Table 3: Wall mounting (sliding) - behavior on slippery surfaces
MW 10x4 / N38

Surface type Friction coefficient / % Mocy Max load (kg/lbs/g/N)
Raw steel
µ = 0.3 30% Nominalnej Siły
0.84 kg / 1.85 LBS
840.0 g / 8.2 N
Painted steel (standard)
µ = 0.2 20% Nominalnej Siły
0.56 kg / 1.23 LBS
560.0 g / 5.5 N
Oily/slippery steel
µ = 0.1 10% Nominalnej Siły
0.28 kg / 0.62 LBS
280.0 g / 2.7 N
Magnet with anti-slip rubber
µ = 0.5 50% Nominalnej Siły
1.40 kg / 3.09 LBS
1400.0 g / 13.7 N
When mounting a holder on a upright surface (e.g., a fridge), it will maintain only approx. 1/5 of its nominal power. Gravitational force as well as a weak degree of grip influence the fact that magnets slip faster than they detach. Want to create a vertical fastening? Remember that the sliding force is much weaker than the perpendicular breakaway force. On a slippery surface, the magnet will slide down under a much lighter cargo.

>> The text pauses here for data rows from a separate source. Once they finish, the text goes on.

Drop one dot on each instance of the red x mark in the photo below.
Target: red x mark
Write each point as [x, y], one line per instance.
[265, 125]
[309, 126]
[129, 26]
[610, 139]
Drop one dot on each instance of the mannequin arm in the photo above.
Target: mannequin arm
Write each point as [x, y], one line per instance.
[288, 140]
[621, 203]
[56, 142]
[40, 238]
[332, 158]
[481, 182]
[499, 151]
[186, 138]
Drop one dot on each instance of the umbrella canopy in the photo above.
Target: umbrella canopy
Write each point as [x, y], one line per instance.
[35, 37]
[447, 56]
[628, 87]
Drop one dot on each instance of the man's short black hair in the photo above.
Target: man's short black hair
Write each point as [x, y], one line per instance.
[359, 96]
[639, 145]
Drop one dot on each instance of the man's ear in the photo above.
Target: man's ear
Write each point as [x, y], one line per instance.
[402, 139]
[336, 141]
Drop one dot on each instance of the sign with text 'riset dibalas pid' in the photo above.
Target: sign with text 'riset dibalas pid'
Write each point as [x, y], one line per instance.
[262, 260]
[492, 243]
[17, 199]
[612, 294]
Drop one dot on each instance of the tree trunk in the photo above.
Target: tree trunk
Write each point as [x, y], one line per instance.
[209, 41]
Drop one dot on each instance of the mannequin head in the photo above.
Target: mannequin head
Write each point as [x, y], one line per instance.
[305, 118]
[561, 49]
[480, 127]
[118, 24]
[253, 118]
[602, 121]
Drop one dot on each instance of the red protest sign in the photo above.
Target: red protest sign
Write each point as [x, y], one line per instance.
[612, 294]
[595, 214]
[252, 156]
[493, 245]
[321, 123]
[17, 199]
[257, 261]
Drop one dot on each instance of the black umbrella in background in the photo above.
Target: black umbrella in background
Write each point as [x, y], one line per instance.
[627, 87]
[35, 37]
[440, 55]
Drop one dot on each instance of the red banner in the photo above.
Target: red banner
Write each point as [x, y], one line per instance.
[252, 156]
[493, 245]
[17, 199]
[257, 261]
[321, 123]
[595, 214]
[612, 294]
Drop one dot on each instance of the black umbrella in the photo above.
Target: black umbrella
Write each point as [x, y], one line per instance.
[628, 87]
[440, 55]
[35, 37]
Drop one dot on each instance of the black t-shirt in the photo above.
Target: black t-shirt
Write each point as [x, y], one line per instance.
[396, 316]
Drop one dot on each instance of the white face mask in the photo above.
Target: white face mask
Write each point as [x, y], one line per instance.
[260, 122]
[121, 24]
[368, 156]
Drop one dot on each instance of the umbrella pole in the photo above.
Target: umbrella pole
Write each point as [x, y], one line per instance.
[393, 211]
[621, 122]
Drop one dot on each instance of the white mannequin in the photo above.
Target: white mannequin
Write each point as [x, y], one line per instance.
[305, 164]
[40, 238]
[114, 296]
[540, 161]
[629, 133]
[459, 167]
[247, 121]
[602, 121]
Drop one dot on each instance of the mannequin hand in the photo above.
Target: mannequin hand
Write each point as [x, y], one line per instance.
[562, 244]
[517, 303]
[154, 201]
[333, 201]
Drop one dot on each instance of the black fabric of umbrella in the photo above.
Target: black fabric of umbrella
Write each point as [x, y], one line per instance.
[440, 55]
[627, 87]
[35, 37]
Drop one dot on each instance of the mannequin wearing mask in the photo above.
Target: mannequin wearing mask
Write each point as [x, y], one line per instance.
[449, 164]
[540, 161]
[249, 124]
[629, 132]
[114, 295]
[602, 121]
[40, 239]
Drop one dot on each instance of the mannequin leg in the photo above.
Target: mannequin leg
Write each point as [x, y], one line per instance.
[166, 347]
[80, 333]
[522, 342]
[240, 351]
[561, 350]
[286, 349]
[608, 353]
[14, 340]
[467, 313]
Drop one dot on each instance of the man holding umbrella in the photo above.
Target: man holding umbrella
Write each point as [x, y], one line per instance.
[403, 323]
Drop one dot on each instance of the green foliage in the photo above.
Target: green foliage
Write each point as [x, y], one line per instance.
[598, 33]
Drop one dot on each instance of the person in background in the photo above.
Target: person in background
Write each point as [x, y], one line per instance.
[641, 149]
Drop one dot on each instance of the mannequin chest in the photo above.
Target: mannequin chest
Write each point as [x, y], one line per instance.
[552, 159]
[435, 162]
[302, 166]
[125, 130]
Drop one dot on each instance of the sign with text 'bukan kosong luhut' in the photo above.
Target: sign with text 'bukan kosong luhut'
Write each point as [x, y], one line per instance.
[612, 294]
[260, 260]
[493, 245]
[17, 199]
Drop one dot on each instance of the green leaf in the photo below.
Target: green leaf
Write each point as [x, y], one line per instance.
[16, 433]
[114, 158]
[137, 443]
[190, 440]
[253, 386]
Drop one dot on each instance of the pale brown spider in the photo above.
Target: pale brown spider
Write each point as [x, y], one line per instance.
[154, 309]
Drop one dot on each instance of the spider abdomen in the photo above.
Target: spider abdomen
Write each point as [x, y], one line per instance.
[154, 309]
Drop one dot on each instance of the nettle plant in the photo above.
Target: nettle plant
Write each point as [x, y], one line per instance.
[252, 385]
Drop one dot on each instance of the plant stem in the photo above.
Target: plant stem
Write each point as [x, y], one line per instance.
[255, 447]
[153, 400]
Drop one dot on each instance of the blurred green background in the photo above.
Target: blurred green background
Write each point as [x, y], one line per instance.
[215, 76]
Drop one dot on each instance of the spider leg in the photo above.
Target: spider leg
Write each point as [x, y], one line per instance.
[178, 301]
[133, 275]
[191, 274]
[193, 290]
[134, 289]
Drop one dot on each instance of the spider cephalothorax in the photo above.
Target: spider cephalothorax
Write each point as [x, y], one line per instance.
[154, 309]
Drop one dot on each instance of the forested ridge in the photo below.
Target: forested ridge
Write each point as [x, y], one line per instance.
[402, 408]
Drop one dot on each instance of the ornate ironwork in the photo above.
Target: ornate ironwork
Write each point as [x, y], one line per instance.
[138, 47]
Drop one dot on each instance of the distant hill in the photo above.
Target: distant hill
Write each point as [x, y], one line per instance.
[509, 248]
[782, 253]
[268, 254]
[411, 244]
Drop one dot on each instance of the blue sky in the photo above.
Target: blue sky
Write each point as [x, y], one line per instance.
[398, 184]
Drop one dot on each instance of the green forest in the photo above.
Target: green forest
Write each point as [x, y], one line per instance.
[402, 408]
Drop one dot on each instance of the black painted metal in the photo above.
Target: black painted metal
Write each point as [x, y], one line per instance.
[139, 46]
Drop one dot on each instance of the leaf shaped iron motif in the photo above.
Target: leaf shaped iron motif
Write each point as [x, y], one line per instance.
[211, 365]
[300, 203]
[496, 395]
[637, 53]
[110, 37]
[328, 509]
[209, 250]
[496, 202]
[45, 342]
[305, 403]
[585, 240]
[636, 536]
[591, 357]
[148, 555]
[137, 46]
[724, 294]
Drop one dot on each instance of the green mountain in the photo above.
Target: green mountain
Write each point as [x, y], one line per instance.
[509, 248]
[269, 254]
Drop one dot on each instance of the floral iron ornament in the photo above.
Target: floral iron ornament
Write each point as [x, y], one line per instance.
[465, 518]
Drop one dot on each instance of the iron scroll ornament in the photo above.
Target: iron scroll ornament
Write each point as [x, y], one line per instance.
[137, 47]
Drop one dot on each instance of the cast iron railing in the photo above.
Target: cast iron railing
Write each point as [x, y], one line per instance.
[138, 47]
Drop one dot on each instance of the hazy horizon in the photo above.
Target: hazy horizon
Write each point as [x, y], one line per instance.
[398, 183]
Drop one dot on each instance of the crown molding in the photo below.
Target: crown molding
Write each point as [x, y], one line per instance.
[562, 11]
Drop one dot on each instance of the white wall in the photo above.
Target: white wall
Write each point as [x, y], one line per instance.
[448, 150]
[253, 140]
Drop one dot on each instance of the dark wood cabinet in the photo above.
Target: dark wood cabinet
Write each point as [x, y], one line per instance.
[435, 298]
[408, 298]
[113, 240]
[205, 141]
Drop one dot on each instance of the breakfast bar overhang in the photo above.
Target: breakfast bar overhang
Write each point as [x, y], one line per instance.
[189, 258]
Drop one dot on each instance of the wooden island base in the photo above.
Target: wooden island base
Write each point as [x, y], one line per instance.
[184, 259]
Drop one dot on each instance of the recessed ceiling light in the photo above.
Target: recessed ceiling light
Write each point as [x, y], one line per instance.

Application of an anti-slip coating can drastically raise the stability.

Table 4: Material efficiency (saturation) - sheet metal selection
MW 10x4 / N38

Steel thickness (mm) % power Real pull force (kg/lbs/g/N)
0.5 mm
10%
 0.28 kg / 0.62 LBS
280.0 g / 2.7 N
1 mm
25%
 0.70 kg / 1.54 LBS
700.0 g / 6.9 N
2 mm
50%
 1.40 kg / 3.09 LBS
1400.0 g / 13.7 N
3 mm
75%
 2.10 kg / 4.63 LBS
2100.0 g / 20.6 N
5 mm
100%
 2.80 kg / 6.17 LBS
2800.0 g / 27.5 N
10 mm
100%
 2.80 kg / 6.17 LBS
2800.0 g / 27.5 N
11 mm
100%
 2.80 kg / 6.17 LBS
2800.0 g / 27.5 N
12 mm
100%
 2.80 kg / 6.17 LBS
2800.0 g / 27.5 N
A thin metal plate cannot conduct the full magnetic flux, which wastes potential of the magnet. Should you install a neodymium to a weak sheet, the field will penetrate right through and the holding will be smaller. To achieve 100% of this neodymium's power, you need a suitably thick piece of metal. The material oversaturation causes that on delicate walls (e.g., thin profiles), the magnet works worse. We recommend selecting the steel dimension from these parameters.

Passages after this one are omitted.